As the tornado took shape it appeared to move away from me in an easterly direction. I pulled back on the road and raced toward it. It lengthened and took a snake like form curling down toward the ground and then retreating in a winding, twisting motion. This continued for what seemed like hours, but from the distance I traveled it couldn't have been more than a few minutes.
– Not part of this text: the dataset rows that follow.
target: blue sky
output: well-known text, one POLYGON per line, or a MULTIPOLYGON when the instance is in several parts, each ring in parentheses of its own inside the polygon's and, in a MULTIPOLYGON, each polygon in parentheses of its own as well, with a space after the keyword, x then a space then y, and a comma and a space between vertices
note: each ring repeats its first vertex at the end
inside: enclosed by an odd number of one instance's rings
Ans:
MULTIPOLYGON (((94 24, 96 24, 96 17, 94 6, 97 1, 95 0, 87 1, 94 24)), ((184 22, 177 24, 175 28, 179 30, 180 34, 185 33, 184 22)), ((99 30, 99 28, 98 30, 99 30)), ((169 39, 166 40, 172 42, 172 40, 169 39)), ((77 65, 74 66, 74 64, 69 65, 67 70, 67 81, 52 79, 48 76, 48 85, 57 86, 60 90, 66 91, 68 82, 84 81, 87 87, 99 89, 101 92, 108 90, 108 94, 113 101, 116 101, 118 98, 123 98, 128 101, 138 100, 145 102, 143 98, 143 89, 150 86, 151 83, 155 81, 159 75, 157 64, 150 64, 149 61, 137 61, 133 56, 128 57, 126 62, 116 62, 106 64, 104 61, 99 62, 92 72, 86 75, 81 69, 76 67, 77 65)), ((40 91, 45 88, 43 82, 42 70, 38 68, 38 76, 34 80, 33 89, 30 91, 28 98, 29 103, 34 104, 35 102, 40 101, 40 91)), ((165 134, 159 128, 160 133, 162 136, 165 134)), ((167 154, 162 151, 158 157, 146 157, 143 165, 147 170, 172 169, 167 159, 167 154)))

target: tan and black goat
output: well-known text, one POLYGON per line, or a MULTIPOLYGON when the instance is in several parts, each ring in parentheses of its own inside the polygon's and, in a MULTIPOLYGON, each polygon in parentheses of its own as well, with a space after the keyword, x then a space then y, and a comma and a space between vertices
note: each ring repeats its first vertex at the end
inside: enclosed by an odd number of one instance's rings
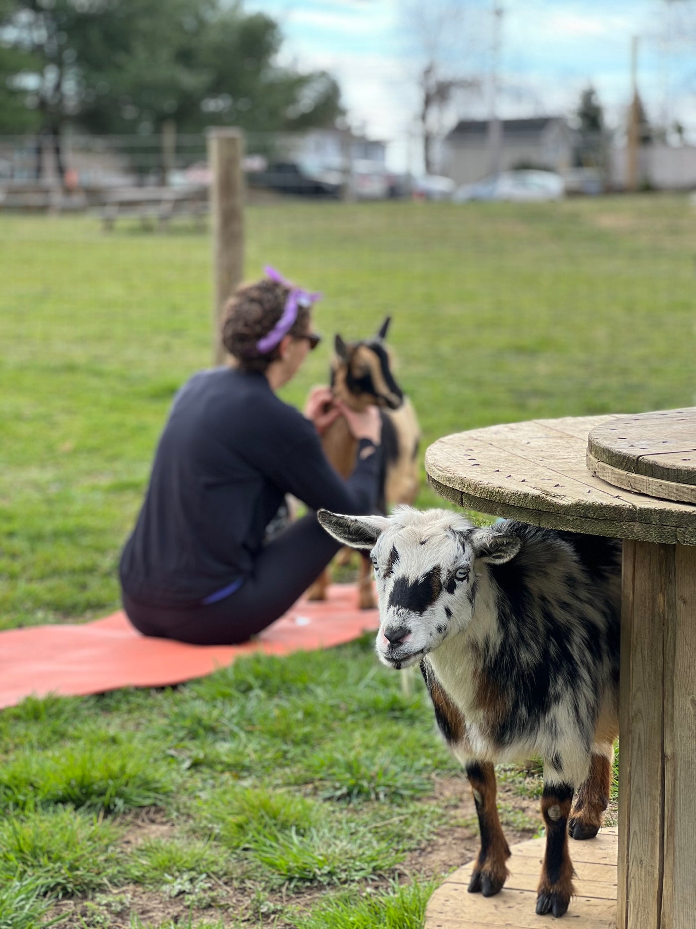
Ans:
MULTIPOLYGON (((419 425, 410 400, 404 396, 392 373, 390 354, 384 344, 390 322, 387 317, 374 338, 361 342, 346 343, 336 335, 336 354, 330 372, 331 389, 337 399, 357 412, 371 404, 380 408, 382 471, 378 508, 384 514, 396 504, 412 504, 419 487, 419 425)), ((321 444, 339 474, 348 478, 355 467, 358 443, 342 416, 329 426, 321 444)), ((329 582, 330 572, 327 569, 307 591, 309 599, 325 599, 329 582)), ((362 609, 377 606, 372 565, 367 557, 360 559, 358 591, 362 609)))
It never did touch the ground, and by the time I rolled into Houston the sky was clear.
It was 1976, the Bicentennial Year, and I wanted to see America in the most personal way I could think of; I traveled by myself, and had more adventures in that one trip than I suppose many people have in a lifetime. There were times when I was scared, times when I was tired, times when I felt like I was flying, and times when I was awestruck by the beauty of the American landscape. The me that soloed across America on a Yamaha 650 would probably l
augh at the idea of vanity surgery. Men don't have facelifts, they have beards.
I guess, I there is part of me that tends to agree that facelifts aren't very manly, sort of the ultimate red convertible and cowboy boots. Throw in a gold chain, too. But what if the lift is so slight that no one would know? Would that count? Or what if I had a real manly facelift and let the scars show? Maybe I could convince the doc not to use an anesthetic--what could be more manly than a swig of booze and a pencil between the teeth? Gosh, maybe I could just do it myself. Now, that would make an interesting book!